Editor's note: Dana Perino, co-anchor of "The Five" on Fox News Channel, recently sat down with radio talk show host Hugh Hewitt to talk with him about his new book, "The Fourth Way: The Conservative Playbook for a Lasting GOP Majority."
DANA PERINO: You had fifteen interviews with President Donald Trump. Which was the most difficult?
HUGH HEWITT: Early in the campaign I asked President Trump about Iran's Quds Force. He heard --as happens in radio often-- "Kurds" not "Quds." Thus his answer was disconnected to the question. The MSM [mainstream media] cut him zero slack and it sounded like a "gotcha question" which I always think are counter-productive. He wasn't happy with the exchange, but he came back on the program a dozen more times, so we got past that.
I don't think the new president holds grudges with the media if they ask fair questions however tough. I expect you will see him call on Jim Acosta, for example, at his next presser.
DP: In order to successfully achieve the GOP policy goals Republicans hope to put forth this year, who does the president need as his greatest ally?
HH: Two, actually. Speaker Ryan and Leader McConnell. Both are strong men of fixed opinions. They will compromise but they won't fold. It will be the most interesting and possibly productive Congress in decades.
DP: What do you expect will be the greatest hurdle the president must overcome during his first 100 days in office?
HH: The media. I thought it would be impossible for the MSM to treat a POTUS [president of the United States] with less objectivity than they did President Bush (43) but I was wrong. Forty-five percent of the MSM is simply suspicious of President Trump. Forty-five percent outright hate him. Ten percent will adopt the appropriate "wait and see and report" attitude.
DP: How do you think the media will adapt to a Trump presidency? And might President Trump find that the relationship with the press can be mutually beneficial to reporters doing their jobs and a president wanting to advance an agenda?

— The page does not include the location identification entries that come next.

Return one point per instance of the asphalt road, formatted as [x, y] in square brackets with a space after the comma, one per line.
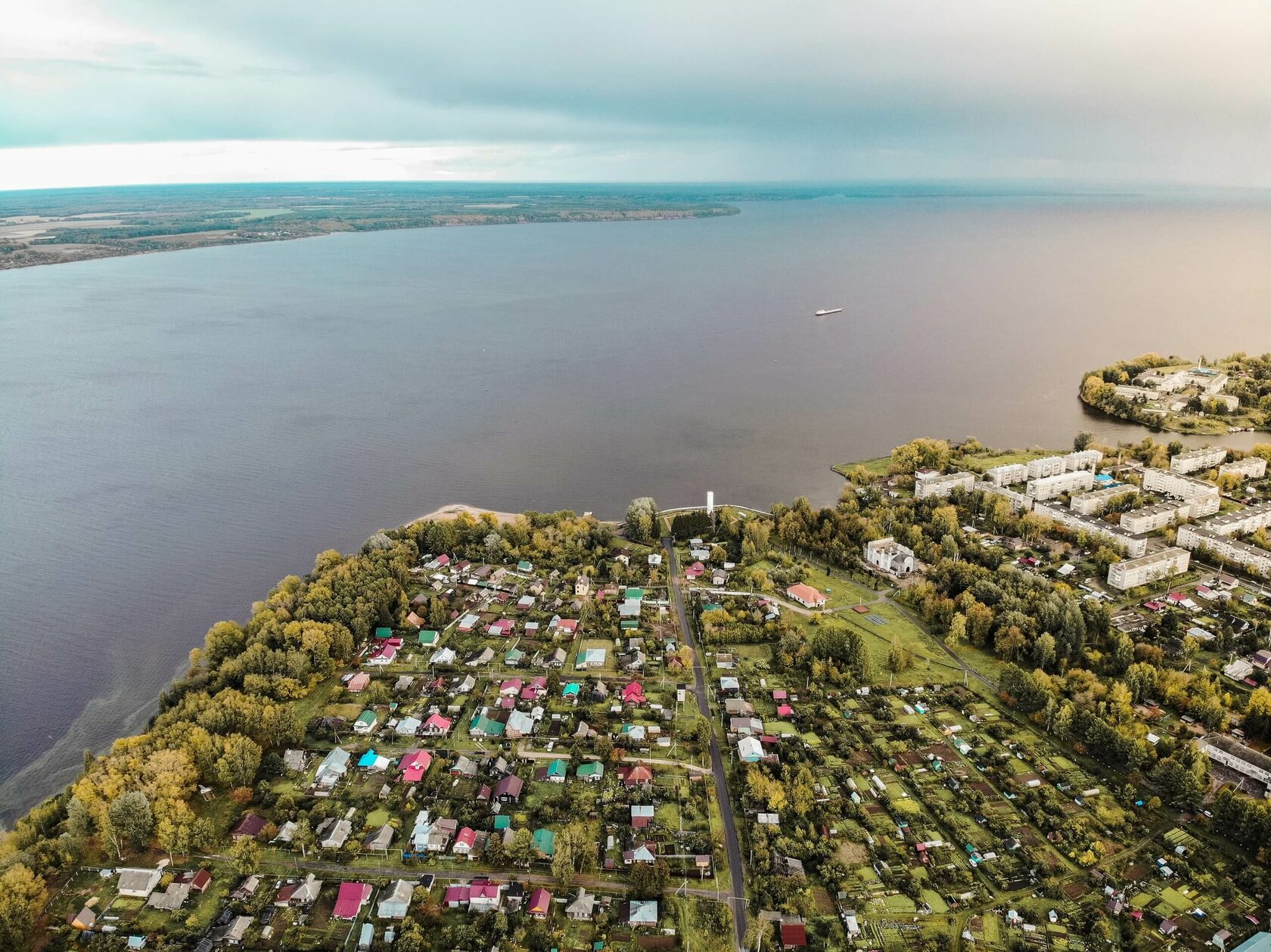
[730, 826]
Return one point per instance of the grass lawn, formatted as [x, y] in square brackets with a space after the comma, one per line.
[981, 462]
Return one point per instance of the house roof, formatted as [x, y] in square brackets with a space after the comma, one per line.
[639, 774]
[250, 825]
[805, 593]
[544, 842]
[353, 896]
[794, 935]
[540, 900]
[437, 722]
[510, 787]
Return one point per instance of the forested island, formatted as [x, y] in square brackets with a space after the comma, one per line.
[1228, 395]
[940, 707]
[64, 225]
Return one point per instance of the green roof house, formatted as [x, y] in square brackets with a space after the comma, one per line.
[365, 722]
[482, 726]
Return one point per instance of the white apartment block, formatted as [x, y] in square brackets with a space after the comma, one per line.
[932, 483]
[1204, 457]
[1136, 393]
[1017, 500]
[1046, 466]
[1243, 554]
[1149, 519]
[1250, 519]
[890, 556]
[1050, 487]
[1096, 501]
[1007, 473]
[1126, 541]
[1210, 382]
[1083, 459]
[1145, 569]
[1175, 485]
[1233, 754]
[1247, 468]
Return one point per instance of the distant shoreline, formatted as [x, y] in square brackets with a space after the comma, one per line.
[39, 250]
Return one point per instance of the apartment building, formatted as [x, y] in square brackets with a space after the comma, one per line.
[1130, 573]
[1046, 467]
[1192, 460]
[1097, 500]
[1182, 487]
[1250, 519]
[1007, 474]
[1126, 541]
[1247, 468]
[928, 482]
[1052, 485]
[1083, 459]
[1248, 557]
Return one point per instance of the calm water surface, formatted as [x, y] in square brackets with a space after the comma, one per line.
[179, 431]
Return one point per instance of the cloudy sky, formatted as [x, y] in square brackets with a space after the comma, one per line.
[1086, 91]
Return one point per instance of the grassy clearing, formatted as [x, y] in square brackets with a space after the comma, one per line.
[876, 467]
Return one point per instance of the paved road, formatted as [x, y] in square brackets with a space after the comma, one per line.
[730, 824]
[629, 759]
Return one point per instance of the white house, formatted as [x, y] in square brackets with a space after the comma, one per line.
[890, 556]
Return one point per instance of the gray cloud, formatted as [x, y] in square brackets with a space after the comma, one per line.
[1130, 91]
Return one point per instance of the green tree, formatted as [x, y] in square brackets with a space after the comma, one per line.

HH: Most of the media want President Trump to fail as badly as they wanted President Obama to succeed. He may persuade some of them to look past the grievances --many of them justified-- of the campaign but I am not hopeful.
"Selling" the MSM on "unified GOP initiatives" is going to fall on the Speaker.
DP: You caution Congress to avoid theoretical "reforms" to the tax code. What do you mean by that and can you provide some examples of these “reforms”?
HH: People live in homes that they can afford because of the mortgage interest deduction, in states where the tax burden is enormous --but deductible-- and deeply involved in their churches to which they make tax deductible contributions. It is political suicide to tamper with much less eliminate any of the "big three" deductions. I hope the GOP doesn't love the theory of tax reform more than the reality of voters' lives.
DP: What inspired you to write "The Fourth Way" and was this the book you originally set out to write when you started?
HH: I pitched this book to Simon & Schuster the day after the election. I thought President Trump would lose --badly. But the stunning result opened up an opportunity to realign politics, one that was obvious to me.
The suggestions in this book, if adopted, will allow that long awaited realignment to happen. It isn't what I thought I'd be writing about --rebuilding after an electoral catastrophe-- but I am very hopeful it can contribute to the success of the new administration, a "success" I define as the ongoing, incremental expansion of liberty and literacy across the globe in a growing number of stable regimes in or aligned with the West.
DP: What audience do you recommend this book to most and what do you hope the audience learns from it?
HH: Conservatives who are asking "What do we hope happens next?" and liberals who are wondering, "Who voted for Donald Trump?" There are a lot of questions about "What's next?" I set out to outline a "best case" scenario.